Code Monkey home page Code Monkey logo

pvm-robotics's Introduction

For Pre-Trained Vision Models in Motor Control, Not All Policy Learning Methods are Created Equal

This is a repository containing the code for the paper:

For Pre-Trained Vision Models in Motor Control, Not All Policy Learning Methods are Created Equal. ICML 2023 Yingdong Hu, Renhao Wang, Li Erran Li, and Yang Gao

Installation

Dependency Setup

  • Install the following libraries
sudo apt update
sudo apt install libosmesa6-dev libgl1-mesa-glx libglfw3
  • Set up Environment
conda env create -f conda_env.yml
conda activate pvm
  • Install PyTorch, torchvision and timm following official instructions. For example:
conda install pytorch==1.12.1 torchvision==0.13.1 cudatoolkit=11.6 -c pytorch -c conda-forge
pip install timm==0.4.5
  • Install MuJoCo version 2.1 and mujoco-py
  1. Please follow the instructions in the mujoco-py package.
  2. You should make sure that the GPU version of mujoco-py gets built, so that image rendering is fast. An easy way to ensure this is to clone the mujoco-py repository, change this line to Builder = LinuxGPUExtensionBuilder, and install from source by running pip install -e . in the mujoco-py root directory. You can also download our changed mujoco-py package and install from source.
  • Install Meta-World

Download the package from here.

pip install -e /path/to/dir/metaworld
  • Install Robosuite

We use the offline_study branch of Robosuite, dowload it from here.
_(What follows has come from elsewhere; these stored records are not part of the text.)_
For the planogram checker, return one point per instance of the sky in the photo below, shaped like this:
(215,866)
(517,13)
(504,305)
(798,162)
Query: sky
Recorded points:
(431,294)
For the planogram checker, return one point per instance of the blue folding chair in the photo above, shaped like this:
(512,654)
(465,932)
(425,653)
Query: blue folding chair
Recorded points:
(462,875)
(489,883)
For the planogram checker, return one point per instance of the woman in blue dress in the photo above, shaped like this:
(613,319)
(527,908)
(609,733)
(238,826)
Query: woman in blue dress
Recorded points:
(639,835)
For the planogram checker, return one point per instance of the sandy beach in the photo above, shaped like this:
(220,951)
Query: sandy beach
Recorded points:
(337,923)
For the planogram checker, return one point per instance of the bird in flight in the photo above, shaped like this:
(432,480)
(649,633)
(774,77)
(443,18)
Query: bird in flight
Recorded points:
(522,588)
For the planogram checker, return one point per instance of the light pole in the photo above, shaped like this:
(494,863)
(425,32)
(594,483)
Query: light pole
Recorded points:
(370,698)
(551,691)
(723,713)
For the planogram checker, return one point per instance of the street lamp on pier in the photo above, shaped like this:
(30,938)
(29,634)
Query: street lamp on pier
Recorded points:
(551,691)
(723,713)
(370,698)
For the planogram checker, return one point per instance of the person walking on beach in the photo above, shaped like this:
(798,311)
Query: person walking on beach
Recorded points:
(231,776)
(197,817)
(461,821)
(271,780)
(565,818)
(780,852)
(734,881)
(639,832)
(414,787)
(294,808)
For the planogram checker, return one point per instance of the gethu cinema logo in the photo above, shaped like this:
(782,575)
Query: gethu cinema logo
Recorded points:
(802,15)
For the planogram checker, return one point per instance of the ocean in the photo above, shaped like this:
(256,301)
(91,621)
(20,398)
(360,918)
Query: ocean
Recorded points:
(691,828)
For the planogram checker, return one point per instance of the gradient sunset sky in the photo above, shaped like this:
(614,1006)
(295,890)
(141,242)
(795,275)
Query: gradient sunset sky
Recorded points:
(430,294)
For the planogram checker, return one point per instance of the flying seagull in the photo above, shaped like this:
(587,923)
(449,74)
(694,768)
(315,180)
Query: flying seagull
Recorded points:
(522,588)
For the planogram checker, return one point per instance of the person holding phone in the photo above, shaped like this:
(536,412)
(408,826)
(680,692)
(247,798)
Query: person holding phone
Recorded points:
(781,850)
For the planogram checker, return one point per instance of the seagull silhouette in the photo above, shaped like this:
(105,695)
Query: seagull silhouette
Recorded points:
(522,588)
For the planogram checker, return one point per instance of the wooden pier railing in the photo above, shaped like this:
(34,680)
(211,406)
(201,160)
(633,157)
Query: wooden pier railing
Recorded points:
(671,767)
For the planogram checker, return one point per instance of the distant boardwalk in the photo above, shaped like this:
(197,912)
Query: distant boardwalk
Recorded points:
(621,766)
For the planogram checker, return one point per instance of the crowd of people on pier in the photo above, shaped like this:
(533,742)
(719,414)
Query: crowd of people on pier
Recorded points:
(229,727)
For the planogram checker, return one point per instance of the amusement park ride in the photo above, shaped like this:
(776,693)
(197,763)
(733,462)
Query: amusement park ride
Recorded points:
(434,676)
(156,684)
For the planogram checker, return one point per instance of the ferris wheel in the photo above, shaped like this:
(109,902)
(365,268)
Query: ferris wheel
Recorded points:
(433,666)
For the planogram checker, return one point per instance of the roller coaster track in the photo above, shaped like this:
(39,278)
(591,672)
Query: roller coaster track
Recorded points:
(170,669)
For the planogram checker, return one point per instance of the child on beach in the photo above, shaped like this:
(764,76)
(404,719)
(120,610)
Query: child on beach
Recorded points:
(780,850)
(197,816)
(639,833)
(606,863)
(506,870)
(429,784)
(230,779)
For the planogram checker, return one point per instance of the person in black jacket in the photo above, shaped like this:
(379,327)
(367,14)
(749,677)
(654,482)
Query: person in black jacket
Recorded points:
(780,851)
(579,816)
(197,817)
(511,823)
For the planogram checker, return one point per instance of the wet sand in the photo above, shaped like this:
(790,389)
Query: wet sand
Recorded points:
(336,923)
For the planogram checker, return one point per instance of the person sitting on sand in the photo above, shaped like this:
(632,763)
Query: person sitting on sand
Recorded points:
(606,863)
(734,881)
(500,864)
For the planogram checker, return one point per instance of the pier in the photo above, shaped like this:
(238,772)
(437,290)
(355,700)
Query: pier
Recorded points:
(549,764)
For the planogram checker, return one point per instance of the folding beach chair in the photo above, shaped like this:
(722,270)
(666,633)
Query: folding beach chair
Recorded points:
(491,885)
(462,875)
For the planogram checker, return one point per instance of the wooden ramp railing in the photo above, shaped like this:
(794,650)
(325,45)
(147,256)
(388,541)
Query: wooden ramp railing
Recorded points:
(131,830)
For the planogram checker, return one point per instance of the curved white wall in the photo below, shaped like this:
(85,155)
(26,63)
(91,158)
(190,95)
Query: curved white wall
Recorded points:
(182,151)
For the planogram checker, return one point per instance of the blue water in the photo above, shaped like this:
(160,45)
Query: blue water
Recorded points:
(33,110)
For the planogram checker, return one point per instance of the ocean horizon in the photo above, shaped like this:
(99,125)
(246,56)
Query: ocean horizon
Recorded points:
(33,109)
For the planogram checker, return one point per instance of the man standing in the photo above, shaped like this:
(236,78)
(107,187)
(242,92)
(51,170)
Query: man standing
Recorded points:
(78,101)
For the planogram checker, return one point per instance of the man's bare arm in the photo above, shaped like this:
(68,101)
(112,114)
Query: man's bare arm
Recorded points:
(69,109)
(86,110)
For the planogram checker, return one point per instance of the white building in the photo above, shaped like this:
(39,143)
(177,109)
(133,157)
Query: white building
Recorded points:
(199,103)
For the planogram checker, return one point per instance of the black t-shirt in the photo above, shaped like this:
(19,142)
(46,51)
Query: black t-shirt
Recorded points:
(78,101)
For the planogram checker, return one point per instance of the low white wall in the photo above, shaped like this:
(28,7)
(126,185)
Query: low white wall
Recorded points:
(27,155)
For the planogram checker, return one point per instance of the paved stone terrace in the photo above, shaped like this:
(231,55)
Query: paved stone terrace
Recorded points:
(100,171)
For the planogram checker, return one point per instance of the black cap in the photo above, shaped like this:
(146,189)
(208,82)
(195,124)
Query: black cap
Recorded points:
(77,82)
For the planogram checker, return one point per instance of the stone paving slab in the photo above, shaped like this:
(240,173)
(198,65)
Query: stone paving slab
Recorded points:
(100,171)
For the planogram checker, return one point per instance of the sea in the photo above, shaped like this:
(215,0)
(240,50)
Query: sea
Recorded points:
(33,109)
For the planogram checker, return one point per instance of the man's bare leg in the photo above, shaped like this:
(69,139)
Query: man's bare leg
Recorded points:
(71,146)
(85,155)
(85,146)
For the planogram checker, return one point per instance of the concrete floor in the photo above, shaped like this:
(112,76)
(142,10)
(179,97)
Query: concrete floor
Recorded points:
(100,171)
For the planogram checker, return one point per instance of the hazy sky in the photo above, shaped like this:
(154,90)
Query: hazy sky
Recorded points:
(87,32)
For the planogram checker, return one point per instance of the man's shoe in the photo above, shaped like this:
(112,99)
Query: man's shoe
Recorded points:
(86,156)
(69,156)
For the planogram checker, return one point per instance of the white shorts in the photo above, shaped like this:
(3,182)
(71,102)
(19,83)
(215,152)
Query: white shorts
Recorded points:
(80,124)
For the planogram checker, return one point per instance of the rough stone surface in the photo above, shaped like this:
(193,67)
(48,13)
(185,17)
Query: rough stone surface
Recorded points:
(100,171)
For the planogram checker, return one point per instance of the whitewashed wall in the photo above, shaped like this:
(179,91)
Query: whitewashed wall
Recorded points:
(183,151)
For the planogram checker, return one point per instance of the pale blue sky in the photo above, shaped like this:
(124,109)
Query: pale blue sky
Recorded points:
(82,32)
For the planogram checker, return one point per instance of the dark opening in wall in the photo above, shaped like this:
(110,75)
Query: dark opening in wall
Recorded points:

pip install -e /path/to/dir/robosuite-offline_study
  • Install Franka-Kitchen

Please follow the instructions in the R3M repository. Unilke R3M, we only randomize the pose of the robot arm between episodes but not the kitchen. So be be sure to add the line

FIXED_ENTRY_POINT = RANDOM_ENTRY_POINT

here https://github.com/vikashplus/mj_envs/blob/stable/mj_envs/envs/relay_kitchen/__init__.py#L160. Note that we use RANDOM_ENTRY_POINT instead of RANDOM_DESK_ENTRY_POINT.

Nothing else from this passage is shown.